Amelia folds her hands in her lap, like an elderly man at mass during the homily.

They say certain facial expressions and body language are inherited, as if a blueprint for gestures is written on our genes.

We sit on her bed, legs touching, and I read I’ve Loved You Since Forever, her choice, a story about adoption. After she came home with us three years ago, I searched the internet for books about adoption and with protagonists who are Hispanic, like her birth father’s family.

“In the universe, there was you and there was me,” I say, my voice trailing off as I look at her clasped hands.

“Mommy, read,” Amelia says. She rubs my arm softly.

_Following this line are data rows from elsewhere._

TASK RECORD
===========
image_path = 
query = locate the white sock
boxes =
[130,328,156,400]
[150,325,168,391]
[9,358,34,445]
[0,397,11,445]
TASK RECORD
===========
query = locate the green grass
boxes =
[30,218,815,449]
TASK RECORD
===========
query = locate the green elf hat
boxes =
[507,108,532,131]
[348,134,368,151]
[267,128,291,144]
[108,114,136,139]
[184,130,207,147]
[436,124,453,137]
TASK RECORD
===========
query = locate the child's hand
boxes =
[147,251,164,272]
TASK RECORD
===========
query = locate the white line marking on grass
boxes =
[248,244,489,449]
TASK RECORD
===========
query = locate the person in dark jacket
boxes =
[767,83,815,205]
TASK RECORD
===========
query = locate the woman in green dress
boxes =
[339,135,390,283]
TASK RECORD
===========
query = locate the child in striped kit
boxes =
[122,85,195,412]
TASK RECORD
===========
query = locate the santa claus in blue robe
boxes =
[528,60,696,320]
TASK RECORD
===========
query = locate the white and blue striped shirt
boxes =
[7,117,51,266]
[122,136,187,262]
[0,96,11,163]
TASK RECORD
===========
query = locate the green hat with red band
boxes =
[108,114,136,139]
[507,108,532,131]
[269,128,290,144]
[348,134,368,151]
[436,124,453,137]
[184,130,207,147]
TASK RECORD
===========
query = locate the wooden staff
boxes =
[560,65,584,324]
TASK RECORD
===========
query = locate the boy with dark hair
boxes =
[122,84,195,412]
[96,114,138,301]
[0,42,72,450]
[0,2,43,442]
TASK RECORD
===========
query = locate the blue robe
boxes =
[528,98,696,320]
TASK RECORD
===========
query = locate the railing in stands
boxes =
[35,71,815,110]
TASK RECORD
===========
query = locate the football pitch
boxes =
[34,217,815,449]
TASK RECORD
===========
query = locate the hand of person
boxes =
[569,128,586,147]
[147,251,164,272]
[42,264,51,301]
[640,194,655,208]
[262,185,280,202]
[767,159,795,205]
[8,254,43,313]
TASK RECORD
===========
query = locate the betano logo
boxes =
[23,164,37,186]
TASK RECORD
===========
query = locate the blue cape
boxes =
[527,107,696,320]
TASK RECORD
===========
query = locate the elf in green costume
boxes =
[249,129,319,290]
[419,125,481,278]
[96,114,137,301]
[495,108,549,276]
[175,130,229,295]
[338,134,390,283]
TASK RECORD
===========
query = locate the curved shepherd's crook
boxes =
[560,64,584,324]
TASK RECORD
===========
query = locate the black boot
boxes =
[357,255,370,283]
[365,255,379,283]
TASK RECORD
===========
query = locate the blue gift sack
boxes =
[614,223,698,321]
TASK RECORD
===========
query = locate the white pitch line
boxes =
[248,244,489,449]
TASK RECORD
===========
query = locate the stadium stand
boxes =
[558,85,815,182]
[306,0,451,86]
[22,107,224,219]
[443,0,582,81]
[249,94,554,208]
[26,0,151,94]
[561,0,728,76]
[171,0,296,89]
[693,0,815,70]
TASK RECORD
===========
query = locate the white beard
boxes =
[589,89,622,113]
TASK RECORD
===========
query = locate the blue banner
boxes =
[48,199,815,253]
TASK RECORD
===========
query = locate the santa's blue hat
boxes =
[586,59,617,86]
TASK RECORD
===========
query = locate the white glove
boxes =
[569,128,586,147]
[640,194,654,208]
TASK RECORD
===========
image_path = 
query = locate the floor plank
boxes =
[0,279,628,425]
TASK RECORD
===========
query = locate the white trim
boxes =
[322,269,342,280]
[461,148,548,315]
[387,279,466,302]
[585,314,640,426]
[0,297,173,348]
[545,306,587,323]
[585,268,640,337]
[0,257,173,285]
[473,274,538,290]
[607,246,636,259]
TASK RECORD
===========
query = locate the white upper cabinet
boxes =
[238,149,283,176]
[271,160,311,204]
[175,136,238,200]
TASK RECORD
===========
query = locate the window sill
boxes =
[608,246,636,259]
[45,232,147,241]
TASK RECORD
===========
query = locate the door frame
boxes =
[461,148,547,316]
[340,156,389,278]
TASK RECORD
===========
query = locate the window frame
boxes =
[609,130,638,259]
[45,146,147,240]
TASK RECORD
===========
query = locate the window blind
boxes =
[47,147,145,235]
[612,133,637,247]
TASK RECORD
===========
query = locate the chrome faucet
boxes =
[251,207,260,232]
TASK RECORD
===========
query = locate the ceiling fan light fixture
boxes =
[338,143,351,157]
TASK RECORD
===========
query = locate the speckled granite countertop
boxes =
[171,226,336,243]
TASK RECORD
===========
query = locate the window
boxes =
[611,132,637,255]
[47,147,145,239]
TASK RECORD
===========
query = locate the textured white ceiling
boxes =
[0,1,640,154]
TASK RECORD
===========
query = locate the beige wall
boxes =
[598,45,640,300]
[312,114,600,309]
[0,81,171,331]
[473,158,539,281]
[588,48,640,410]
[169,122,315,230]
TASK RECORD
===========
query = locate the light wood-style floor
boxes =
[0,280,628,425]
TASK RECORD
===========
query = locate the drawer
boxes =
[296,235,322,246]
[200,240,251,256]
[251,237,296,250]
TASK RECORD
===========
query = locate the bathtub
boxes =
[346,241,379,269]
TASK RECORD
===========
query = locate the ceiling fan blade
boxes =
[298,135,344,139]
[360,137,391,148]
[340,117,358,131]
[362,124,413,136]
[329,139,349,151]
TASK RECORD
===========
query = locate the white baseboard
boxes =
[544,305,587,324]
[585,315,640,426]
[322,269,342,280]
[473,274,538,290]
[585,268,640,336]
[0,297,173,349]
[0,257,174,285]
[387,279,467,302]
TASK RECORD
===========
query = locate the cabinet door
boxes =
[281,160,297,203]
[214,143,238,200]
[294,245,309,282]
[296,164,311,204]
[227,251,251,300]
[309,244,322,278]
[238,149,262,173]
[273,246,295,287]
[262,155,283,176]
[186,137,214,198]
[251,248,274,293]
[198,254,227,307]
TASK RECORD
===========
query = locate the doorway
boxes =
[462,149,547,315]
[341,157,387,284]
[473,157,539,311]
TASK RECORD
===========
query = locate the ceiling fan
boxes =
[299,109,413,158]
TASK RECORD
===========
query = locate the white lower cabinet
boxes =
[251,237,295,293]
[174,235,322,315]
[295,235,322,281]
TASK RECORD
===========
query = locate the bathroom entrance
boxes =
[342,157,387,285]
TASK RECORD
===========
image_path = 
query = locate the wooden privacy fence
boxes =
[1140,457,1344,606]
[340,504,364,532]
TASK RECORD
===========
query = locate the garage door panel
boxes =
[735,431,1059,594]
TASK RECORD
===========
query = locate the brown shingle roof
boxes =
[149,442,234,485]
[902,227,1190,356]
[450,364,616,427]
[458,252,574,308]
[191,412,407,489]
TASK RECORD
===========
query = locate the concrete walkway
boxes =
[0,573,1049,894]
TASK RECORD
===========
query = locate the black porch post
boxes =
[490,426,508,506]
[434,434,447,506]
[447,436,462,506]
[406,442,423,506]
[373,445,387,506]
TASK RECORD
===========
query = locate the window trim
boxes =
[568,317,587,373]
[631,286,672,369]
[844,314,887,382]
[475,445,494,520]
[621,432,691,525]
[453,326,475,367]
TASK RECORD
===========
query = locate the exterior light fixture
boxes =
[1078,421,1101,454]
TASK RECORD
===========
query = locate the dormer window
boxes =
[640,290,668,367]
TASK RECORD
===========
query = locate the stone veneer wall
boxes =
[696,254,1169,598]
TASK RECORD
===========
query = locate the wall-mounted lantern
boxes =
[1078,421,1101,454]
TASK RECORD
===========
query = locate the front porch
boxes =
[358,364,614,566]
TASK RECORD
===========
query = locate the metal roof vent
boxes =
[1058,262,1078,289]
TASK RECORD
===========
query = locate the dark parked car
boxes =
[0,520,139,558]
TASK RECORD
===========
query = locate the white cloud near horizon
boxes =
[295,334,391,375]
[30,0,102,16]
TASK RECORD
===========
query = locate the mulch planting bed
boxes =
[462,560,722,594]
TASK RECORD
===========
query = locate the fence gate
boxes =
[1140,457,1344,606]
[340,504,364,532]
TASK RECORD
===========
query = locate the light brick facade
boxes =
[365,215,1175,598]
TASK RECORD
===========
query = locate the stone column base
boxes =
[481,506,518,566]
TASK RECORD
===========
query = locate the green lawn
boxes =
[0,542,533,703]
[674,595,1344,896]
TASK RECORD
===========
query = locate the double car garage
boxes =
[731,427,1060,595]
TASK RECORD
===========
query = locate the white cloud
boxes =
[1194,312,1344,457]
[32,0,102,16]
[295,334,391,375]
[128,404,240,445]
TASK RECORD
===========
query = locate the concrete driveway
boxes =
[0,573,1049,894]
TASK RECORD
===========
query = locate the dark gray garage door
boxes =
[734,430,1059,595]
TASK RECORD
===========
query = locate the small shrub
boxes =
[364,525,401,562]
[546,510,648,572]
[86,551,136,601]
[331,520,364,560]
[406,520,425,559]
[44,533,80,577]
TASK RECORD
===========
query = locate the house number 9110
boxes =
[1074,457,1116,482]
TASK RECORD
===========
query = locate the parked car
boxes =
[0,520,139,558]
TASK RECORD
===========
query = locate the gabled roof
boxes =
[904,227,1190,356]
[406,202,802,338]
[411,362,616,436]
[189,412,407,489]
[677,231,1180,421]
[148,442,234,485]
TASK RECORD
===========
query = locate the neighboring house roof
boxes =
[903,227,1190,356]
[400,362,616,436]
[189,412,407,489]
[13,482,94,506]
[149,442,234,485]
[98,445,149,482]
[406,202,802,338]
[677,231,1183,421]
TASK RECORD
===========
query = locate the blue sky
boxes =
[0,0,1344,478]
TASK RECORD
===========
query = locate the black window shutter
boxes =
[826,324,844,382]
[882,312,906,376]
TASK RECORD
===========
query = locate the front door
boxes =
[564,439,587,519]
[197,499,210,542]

I imagine an Italian American woman with Amelia’s dusk-black hair, a Mexican American man with her perfectly round eyes, settling into beds of their own, one of them crossing their hands behind their head, as Amelia does nearly every night before she falls asleep. My little old man, I think. My husband and nine-year-old daughter have never slept like this.

“…waiting for the day our stars would meet.” The words are a sweet-ache in my chest.

I know the books are not enough, that they are only small gestures toward easing the pain of what she has lost, for what we won’t be able to give. For now, I lean in close. Amelia sighs as I trace my finger down the slope of her nose, just the way she likes.